Mais cette continuité entre la névrose et la psychose ne contredit pas la pertinence de leur distinction et de leur opposition selon la clinique structuraliste et ne signifie pas qu’il y a un passage de l’une à l’autre, comme le laissent croire les élaborations au sein de l’IPA. C’est pourquoi J.-A. Miller précise que si le diagnostic de psychose ordinaire est posé « cela veut dire que c’est une psychose. Et si c’est une psychose, alors elle peut être rapportée aux catégories nosographiques classiques. »[4] La continuité entre névrose et psychose, en guise de courbe de Gauss, est concevable seulement dans la perspective de la forclusion généralisée, du « tout le monde délire », où ce qui importe ce sont les inventions du sujet, avec ou sans l’appui du prêt-à-porter du Nom-du-père, pour nouer et tenir ensemble de manière borroméenne ou pas le R, S et I. À partir de cette clinique borroméenne P. Skriabine a proposé une nouvelle clinique différentielle[5] qui peut nous être utile dans notre pratique.

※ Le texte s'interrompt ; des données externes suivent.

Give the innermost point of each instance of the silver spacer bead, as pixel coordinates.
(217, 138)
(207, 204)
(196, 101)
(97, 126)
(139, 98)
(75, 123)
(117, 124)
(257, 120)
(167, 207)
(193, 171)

C’est en cela que consiste notre « p’tit fil », notre orientation, dans l’abord des psychoses ordinaires qui sont des psychoses du « type roseau » : essayer de repérer les signes discrets de débranchement dans ces cas sans franc déclenchement parce que « le contraste entre avant et après n’y est pas aussi marqué »[6], de même repérer ce qui fait tenir ensemble les registres du R, S et I, pour éviter au sujet des moments de crise et ainsi l’aider à construire un nouage là où il est défait.

 
 

[1] MILLER J.-A., « Effet retour sur la psychose ordinaire » (2008), Quarto, Revue de psychanalyse, n°94/95, 2009, p. 42.

[2] MILLER J.-A., « Préface », Joyce avec Lacan, Paris, Navarin éditeur, 1987, p. 11.

[3] IRMA, La psychose ordinaire, La convention d’Antibes, AGALMA-LE SEUIL, 1999, p. 231.

[4] MILLER J.-A., « Effet retour sur la psychose ordinaire » (2008), op. cit., p. 45.

[5] SKRIABINE P., « La clinique différentielle du sinthome », Quarto, Revue de psychanalyse, n° 86, 2006, p. 58-64 et sur internet « Introduction à la clinique borroméenne, de RSI au sinthome », http://uforca-pidf.pagesperso-orange.fr/page11/index.html .

[6] IRMA, La psychose ordinaire, La convention d’Antibes, op. cit., p. 276.